As the middle class developed, composers realized they could tap the market and put on well-defined works as a show. Write the music once, and perform it multiple times and charge admission. Composers like Mozart and Beethoven capitalized on this. You could expect to hear the same performance of Mozart’s operas anywhere and any time they were performed. Standardized musical transcription was partly responsible for this as well. Now music was classified as distinct “works” by a composer. It provided a more concrete way to classify, analyze, and ultimately judge music. It also introduced the idea of intellectual property in music. Although the format of music was changing, the context did not. It was still performed live in public venues.
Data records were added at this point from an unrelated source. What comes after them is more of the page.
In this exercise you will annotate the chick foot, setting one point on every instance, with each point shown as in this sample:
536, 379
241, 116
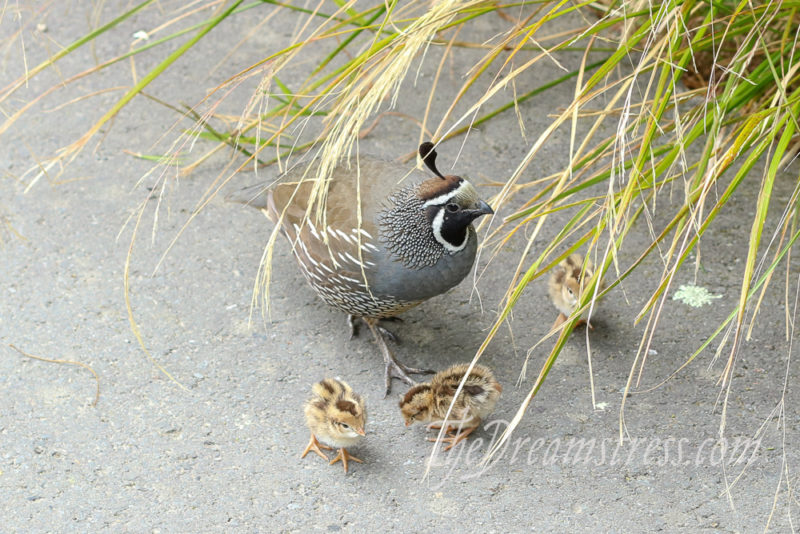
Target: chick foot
314, 445
344, 456
394, 369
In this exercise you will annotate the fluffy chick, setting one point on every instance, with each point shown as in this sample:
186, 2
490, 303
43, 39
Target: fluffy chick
566, 284
336, 417
429, 402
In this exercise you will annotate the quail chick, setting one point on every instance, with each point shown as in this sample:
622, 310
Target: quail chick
566, 283
415, 239
429, 402
336, 417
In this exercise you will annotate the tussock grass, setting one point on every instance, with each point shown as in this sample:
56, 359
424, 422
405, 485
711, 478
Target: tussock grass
636, 131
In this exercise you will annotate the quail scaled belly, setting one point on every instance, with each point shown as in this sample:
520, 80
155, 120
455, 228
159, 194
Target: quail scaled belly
337, 417
415, 240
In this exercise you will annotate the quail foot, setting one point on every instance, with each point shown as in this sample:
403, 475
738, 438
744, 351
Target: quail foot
336, 417
415, 239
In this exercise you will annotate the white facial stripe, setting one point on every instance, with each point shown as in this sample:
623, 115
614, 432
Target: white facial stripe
437, 233
441, 199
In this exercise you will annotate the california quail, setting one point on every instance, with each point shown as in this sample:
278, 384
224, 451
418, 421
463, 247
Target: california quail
415, 241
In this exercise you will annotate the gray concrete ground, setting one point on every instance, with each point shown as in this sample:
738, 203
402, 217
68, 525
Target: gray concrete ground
223, 453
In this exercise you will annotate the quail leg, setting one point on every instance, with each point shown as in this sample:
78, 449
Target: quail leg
394, 369
352, 322
344, 456
314, 445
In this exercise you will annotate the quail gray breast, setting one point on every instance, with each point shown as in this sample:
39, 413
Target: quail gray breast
415, 239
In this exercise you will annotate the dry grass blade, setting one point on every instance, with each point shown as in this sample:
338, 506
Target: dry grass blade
66, 362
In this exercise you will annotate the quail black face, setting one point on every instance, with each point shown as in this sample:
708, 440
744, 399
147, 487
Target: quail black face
451, 213
451, 206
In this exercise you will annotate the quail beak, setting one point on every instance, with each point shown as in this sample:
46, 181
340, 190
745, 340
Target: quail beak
484, 208
481, 208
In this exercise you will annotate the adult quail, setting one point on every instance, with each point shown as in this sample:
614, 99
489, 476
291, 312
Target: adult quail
415, 240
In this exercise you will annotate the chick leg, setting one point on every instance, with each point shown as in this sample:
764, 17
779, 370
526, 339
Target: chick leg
344, 456
394, 369
559, 321
314, 445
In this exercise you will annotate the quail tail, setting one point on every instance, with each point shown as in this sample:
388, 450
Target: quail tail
394, 369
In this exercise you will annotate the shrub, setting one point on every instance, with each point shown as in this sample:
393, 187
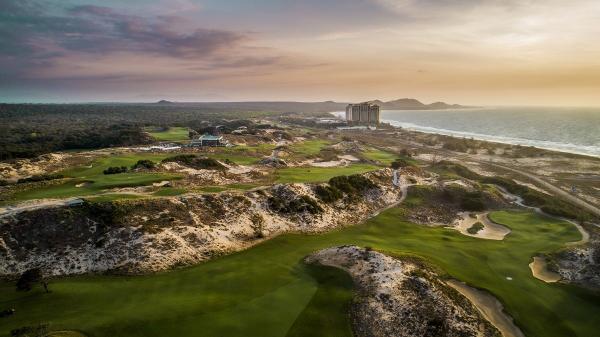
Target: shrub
328, 194
40, 177
144, 164
457, 169
299, 205
351, 184
475, 228
115, 170
473, 202
342, 184
400, 163
193, 161
28, 278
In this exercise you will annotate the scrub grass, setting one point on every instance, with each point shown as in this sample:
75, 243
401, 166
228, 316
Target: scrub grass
383, 157
319, 174
93, 185
267, 290
173, 134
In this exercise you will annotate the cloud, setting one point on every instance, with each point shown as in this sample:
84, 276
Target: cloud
33, 40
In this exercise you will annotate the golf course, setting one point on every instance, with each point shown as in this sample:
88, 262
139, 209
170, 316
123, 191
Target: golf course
268, 291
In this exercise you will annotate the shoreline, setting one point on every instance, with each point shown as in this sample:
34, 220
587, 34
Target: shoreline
490, 138
540, 144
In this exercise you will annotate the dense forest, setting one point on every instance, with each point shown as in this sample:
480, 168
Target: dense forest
28, 130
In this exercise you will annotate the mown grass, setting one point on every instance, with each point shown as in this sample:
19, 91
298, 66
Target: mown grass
267, 290
319, 174
173, 134
93, 185
114, 197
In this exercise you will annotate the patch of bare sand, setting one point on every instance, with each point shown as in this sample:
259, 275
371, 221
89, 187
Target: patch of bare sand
490, 231
539, 269
490, 308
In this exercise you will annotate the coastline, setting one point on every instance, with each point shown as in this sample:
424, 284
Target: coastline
541, 144
583, 150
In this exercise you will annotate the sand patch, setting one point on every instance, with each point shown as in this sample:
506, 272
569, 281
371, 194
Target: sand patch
333, 163
490, 308
539, 269
349, 157
490, 231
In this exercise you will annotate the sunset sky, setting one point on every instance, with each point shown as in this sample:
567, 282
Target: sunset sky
486, 52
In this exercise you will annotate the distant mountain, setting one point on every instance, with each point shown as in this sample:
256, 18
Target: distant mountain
310, 107
413, 104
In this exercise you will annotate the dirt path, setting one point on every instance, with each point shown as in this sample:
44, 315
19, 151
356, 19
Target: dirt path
489, 307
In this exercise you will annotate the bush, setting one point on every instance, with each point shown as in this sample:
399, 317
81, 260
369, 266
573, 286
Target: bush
473, 202
40, 177
115, 170
328, 194
400, 163
457, 169
193, 161
300, 205
352, 184
28, 278
144, 164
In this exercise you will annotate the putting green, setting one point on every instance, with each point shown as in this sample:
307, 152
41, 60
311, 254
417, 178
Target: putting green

Once music could be recorded, it completely changed they way music was understood by the public. Now, it could become fully “productized.” With a live event, there are many variables that affect the outcome of the performance: weather, sick musicians, venue quality, and audience participation. With recorded music, the only variable is the quality of the reproduction of sound. Before recorded music, music as an art was very transitory - it was of the moment. It was difficult to quantify. Once a note is finished playing, it is gone forever. Today, with recorded music, we can move the play position marker back to an exact time in the recording and replay the same clip of music over and over.
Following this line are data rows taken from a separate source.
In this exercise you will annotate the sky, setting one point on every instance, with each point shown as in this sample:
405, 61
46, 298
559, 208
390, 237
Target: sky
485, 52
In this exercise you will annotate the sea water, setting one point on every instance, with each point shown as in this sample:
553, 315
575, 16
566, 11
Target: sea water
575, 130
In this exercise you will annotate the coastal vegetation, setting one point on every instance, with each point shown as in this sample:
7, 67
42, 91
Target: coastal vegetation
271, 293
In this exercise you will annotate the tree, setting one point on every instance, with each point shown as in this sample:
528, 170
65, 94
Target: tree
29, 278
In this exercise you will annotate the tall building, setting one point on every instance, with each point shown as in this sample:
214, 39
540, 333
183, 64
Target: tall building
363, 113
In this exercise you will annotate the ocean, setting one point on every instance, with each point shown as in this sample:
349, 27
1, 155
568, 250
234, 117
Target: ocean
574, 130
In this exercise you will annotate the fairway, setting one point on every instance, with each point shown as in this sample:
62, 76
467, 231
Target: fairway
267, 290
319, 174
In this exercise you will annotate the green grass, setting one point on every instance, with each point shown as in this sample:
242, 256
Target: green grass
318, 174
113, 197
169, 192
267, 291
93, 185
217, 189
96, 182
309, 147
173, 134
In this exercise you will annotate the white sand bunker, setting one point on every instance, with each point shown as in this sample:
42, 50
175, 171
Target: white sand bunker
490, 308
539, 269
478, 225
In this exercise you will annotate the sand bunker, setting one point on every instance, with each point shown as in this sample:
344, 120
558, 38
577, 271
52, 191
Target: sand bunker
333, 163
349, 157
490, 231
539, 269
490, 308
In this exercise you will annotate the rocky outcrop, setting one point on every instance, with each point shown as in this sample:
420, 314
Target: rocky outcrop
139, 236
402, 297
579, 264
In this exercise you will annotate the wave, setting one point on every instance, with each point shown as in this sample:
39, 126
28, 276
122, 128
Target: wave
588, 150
Our attitudes about what music is have drastically changed. The majority of music “consumers” play music in the car, while dancing, or while doing homework. It’s background noise. Very rarely is the music contemplated - because we’re just used to it. It’s not being listened to in the context of experiencing art. If you go to a pop concert, you’re there to see the cool lights, get blown away by the high volume, see the performers dance, and gaze at the beauty of the singer(s). In most cases, the music is either pre-recorded and lip-synced to, or it is so heavily processed that the “live” aspect is greatly diminished. Ironically, even I have a low tolerance for “jam bands” who don’t stick to an established work.
So what?
I think the reason tecnobrega works in Brazil is the cultural attitude toward music in lesser-developed/less-western (is that like Best Western?) countries. Music in Latino/Brazilian culture is still more commonly experienced in a social, live context in festivals or in clubs. People aren’t exactly seen strutting around with white earbuds stuck in their ears. This is why free music distribution works in Brazil. People actually will go see the artists perform in clubs or dance halls. People there go to experience music together more. Dance music has thrived in the rest of the world because people are more likely to experience music in a social context. Performers make money by playing for these venues, not by selling albums.
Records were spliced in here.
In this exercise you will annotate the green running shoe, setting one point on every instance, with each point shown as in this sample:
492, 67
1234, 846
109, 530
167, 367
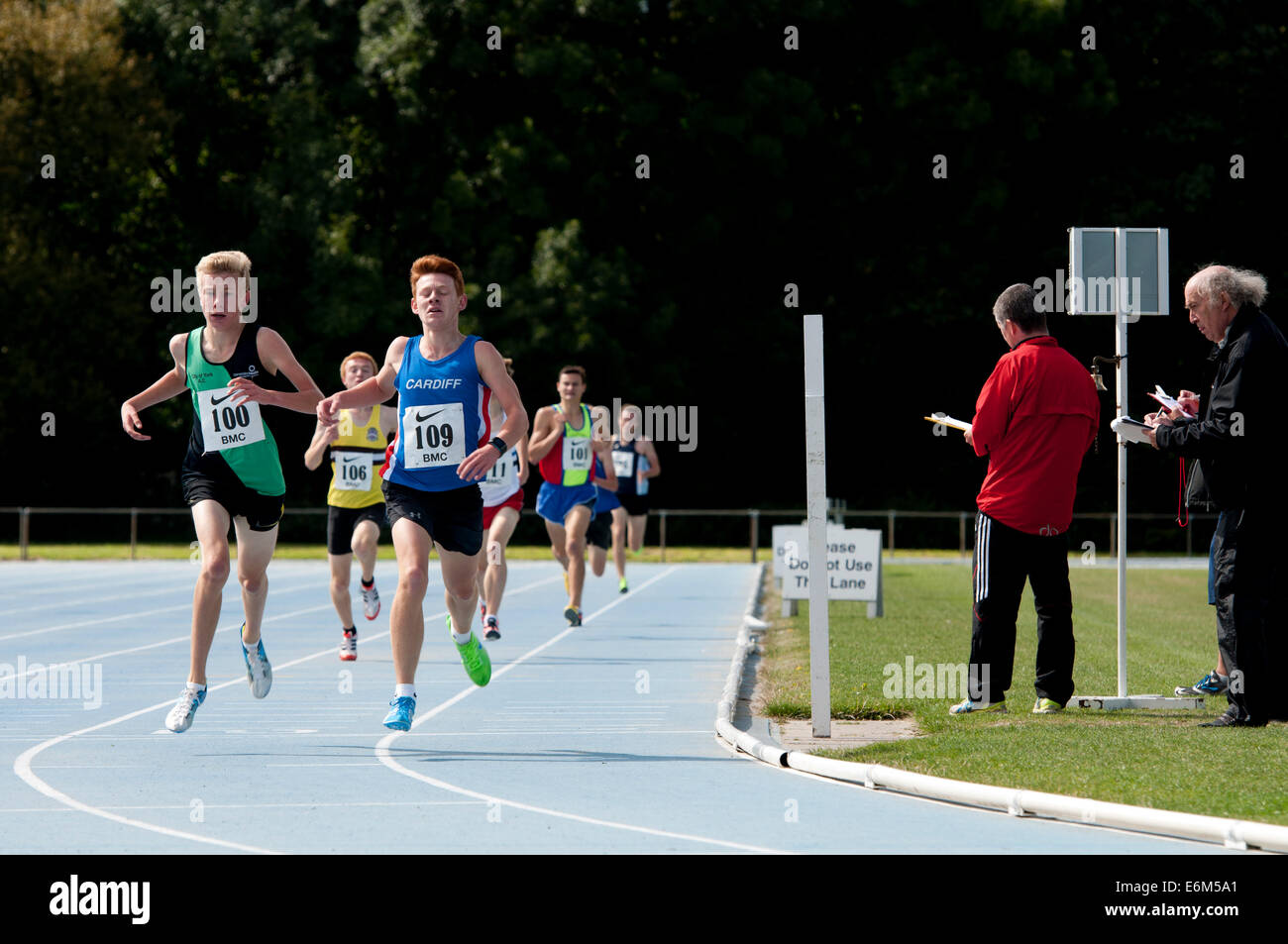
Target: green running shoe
475, 657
In the US, we’re too used to the “music as product” model. You either listen to Muzak or go to a concert. There’s not a lot of in-between. Even in a concert setting, depending on the concert and audience, there is an expectation that the performers will reproduce their works according to what they’re used to hearing on the album. The closest analogue in the US to tecnobrega I can think of is the electronic music/DJ scene - but even that is more of a fringe style. In the US, you can’t even get by just playing live shows. A band doesn’t become self-sustaining until they sign with a label and sell recorded music.
Maybe this explains why AOR (album-oriented rock) arose as a reaction to Disco. Sort of a battle between “consumer” rock and roll and the social dance music culture.
So will free music distribution change the way we view music? Will we come to experience music more in a transitory, live context? Only time will tell.